Wiele razy pokazywałam tu kosmetyki tańsze i droższe. Z polskiej półki makijaż owej dziś i od lat wybieram Eveline.
To, co lubię najbardziej
Kiedy robiłam przegląd moich kosmetyków, zauważyłam, że większość polskich tuszy, pudrów mam właśnie od Eveline.
Makijaż kosmetykami Eveline, pomagają mi robić drogerie czy Rossman, czy Hebe, które bardzo często mają promocje na tę właśnie markę.
Ufam więc, że kupując tusz, puder, rozświetlacz tej marki, nie rozczaruję się.
Co dokładnie mam w swojej kosmetyczce
Jak widzisz na zdjęciu, mój wybór często pada na te kosmetyki, którymi robię zawsze makijaż.
Są to puder, tusz, eyeliner i od niedawna rozświetlacz w płynie, zmieszany z bazą pod makijaż.

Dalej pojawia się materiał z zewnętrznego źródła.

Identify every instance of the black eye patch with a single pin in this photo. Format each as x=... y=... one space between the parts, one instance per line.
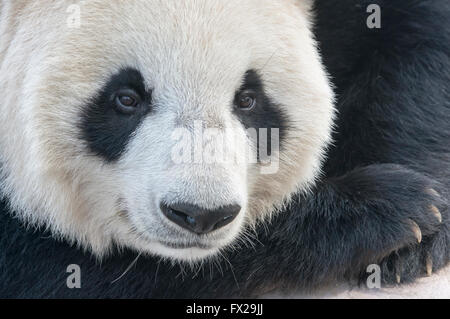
x=106 y=130
x=264 y=115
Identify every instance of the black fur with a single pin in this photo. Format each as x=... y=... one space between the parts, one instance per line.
x=106 y=130
x=392 y=145
x=265 y=115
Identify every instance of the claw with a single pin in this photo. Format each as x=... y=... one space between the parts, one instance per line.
x=429 y=265
x=417 y=231
x=436 y=213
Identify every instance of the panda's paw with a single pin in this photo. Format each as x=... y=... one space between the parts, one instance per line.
x=422 y=238
x=413 y=261
x=404 y=220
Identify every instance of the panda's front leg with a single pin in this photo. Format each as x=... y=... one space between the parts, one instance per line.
x=348 y=223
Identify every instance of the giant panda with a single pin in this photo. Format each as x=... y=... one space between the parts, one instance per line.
x=89 y=170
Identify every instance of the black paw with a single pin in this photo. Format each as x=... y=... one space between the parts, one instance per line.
x=404 y=217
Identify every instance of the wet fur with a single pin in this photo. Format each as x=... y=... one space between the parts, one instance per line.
x=391 y=147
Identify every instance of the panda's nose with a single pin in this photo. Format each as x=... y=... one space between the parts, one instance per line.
x=199 y=220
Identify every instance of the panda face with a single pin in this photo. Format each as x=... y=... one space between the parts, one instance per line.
x=169 y=127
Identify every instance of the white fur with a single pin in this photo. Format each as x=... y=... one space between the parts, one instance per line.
x=193 y=55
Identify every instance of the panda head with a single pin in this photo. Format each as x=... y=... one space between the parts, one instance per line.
x=168 y=127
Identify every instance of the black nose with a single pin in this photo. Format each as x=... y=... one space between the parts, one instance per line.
x=199 y=220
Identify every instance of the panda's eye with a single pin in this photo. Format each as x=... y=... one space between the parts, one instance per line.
x=246 y=100
x=126 y=101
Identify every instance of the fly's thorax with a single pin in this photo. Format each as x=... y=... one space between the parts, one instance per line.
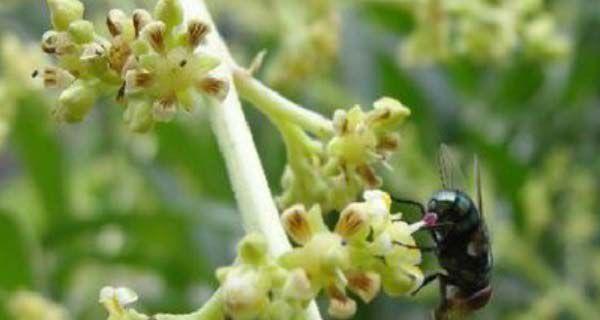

Pudry w ilościach hurtowych
Nie wyobrażam sobie zrobić szybki make-up w 5 minut, bez użycia pudru do twarzy.
Od niedawna stosuję go tylko na strefę T.
Przyprószam też solidnie obszar pod oczami, kiedy robię makijaż cieniami do oczu. Zbędny, oprószony pyłek z cienia, strzepuję pędzlem miotełką i gotowe.
Mam dwa ulubione pudry do makijażu. Oba też spisują się wyśmienicie. Są lekkie i bardzo wydajne, tj Peach i Banana.
Rozświetlenie na początku
Ostatnio mam bzika na punkcie świetlistej cery. Myślę, że to efekt czytania poradników o pielęgnacji jak i mój wiek. 40 lat to już czas, by zmarszczki nazwać zmarszczkami, a nie mimicznymi zagłębieniami od uśmiechu i marszczenia czoła.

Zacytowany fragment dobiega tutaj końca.